Section 19-a of the City Home Rule Law, as amended by the last mentioned chapter, recommends the use of -italics, underlining and brackets, but says that the failure in that regard “ so to set forth any provision of the charter * * * shall not invalidate the amendment or any portion thereof.” In a later portion the section directs the manner and time of submission to the electors of the city if a referendum is required. The purpose of the petition and the notice of .submission is to enlighten the voters on the subject matter of the amendment upon which they are to vote. The argument that the part excusing compliance with the requirement as to form is operative only if an objection to the petition is not filed, is not impressive. An objection would give added publicity to the subject matter involved, making the provision as to form less necessary. The *607recommendation as to form would be more usual and useful if the amendment was to a single or a limited number of specific but not structural changes than when a general amending of a city charter is proposed. This is now permitted no matter how extensively ’ ’ the amendment may affect the charter.

The submission to the electors of the question of whether there shall be a return to the form of government prevailing prior to 1934 as defined in the Second Class Cities Law, is more understandable, and will permit the exercise of the right of franchise with more information as to the subject matter voted upon, than 'a proposed charter made up of italicized, bracketed and underscored parts. The electorate in 1934 were permitted to adopt the untried Plan C with less information of the effect upon their city government than is presented by a proposal to return to the former type of government. An opportunity for expression of the will of the voters as to a return to the former type of city government should not be lightly or capriciously denied.

The order should be reversed on the law, and an order made approving of the validity of the petition.

Heffernan and Lawrence, JJ., concur with Foster, J.; Brewster, J., concurs in result in a separate memorandum; Hill, P. J., dissents in an opinion.

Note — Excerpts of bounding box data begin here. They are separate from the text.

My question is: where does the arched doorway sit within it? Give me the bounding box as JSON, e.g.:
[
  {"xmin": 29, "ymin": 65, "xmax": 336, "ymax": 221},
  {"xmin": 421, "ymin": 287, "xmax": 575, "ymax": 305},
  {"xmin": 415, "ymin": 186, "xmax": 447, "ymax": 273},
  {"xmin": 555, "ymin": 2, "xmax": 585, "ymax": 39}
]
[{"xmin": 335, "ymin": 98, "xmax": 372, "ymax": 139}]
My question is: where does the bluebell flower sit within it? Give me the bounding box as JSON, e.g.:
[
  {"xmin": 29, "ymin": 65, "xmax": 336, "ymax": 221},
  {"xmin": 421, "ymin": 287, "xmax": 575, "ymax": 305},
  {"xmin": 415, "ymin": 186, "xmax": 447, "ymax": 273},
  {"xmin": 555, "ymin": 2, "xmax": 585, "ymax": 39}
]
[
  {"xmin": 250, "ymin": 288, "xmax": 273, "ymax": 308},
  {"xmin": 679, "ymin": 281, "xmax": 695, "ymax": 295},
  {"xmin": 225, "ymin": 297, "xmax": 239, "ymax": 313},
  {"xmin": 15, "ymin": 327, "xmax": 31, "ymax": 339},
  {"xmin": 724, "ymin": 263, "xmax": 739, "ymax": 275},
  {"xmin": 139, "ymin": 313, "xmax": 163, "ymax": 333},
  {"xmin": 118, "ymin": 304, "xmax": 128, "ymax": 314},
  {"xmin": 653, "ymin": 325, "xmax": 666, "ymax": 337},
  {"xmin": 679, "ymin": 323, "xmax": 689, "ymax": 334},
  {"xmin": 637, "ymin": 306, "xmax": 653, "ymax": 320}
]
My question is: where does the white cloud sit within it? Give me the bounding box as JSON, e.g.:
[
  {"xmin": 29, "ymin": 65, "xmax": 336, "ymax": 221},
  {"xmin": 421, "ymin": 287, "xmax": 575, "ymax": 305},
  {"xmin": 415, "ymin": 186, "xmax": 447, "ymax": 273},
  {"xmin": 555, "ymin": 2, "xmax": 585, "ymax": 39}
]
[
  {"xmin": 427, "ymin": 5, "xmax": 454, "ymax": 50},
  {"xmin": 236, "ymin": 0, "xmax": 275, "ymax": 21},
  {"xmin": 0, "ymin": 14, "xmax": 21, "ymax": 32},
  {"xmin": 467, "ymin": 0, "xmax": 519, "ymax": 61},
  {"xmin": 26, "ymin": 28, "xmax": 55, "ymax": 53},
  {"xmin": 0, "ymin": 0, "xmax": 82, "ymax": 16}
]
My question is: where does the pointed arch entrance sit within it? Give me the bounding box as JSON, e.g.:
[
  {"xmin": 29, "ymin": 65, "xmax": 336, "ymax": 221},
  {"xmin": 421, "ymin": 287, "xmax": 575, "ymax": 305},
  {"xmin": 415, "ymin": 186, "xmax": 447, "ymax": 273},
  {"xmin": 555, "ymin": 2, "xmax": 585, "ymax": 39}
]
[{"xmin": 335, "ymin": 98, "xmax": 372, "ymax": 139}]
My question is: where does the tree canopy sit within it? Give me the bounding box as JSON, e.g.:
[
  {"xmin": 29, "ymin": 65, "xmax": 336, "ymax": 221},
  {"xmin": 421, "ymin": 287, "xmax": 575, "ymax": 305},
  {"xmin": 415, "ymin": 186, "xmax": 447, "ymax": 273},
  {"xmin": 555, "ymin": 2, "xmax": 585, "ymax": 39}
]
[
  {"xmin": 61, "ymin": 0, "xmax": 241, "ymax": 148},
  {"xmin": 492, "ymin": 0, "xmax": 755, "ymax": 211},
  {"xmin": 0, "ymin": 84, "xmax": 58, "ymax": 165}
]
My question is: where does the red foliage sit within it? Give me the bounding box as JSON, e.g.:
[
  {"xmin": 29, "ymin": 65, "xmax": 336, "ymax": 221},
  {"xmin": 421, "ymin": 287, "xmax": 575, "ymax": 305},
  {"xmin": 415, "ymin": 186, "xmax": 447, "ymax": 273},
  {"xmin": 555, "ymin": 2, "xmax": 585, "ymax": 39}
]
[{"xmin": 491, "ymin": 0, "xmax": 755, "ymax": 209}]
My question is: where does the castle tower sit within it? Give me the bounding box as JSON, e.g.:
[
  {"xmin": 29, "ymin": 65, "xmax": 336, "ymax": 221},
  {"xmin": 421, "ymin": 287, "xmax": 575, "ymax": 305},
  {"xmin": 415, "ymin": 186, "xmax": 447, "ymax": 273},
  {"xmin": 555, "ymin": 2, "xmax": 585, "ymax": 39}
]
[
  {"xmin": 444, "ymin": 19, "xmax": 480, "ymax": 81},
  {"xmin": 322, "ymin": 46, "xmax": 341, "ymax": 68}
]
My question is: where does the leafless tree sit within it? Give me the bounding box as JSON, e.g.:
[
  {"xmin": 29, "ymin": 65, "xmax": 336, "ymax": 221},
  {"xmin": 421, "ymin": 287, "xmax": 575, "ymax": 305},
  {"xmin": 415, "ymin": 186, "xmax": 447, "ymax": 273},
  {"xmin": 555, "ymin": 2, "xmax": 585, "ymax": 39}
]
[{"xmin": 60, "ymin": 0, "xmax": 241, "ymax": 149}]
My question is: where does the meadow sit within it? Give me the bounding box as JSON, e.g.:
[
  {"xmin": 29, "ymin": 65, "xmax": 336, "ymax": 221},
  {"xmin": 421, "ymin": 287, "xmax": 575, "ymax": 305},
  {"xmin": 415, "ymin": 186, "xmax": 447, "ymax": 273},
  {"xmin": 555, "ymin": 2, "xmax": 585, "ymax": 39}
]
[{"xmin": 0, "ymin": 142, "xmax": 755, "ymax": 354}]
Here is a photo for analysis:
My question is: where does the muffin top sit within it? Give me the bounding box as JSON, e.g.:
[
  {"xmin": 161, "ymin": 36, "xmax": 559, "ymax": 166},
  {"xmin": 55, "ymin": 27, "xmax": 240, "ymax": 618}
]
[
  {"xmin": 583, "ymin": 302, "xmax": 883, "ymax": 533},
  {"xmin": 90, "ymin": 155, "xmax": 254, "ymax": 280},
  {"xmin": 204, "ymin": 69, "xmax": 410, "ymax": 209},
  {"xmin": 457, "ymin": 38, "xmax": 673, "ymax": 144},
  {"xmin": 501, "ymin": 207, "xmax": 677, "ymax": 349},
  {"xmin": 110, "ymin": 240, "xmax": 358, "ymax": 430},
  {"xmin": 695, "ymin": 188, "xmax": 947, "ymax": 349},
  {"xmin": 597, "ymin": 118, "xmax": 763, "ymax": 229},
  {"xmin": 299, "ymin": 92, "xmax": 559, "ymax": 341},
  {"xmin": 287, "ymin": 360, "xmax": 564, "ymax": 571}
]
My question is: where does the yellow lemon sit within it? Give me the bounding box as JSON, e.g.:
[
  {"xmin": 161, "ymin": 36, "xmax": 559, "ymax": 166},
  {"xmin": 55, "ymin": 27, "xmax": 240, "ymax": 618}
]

Order affirmed, without costs.

Leave to appeal to the Court of Appeals granted.






Concurrence Opinion

Brewster, J.

(concurring). I concur in the result reached in the opinion of Mr. Justice Foster and in the reasons he gives therefor, and I am in accord, with the further ground upon which Mr. Justice Imrie based his decision at Special Term which is to the effect that the enactment and adoption of a wholly new charter such as is proposed, may not be accomplished under the procedure prescribed by section 19-a of the City Home Rule Law, but that such an undertaking must conform to the requirements of section 20 of that, statute, notwithstanding the recent amendments to the former section.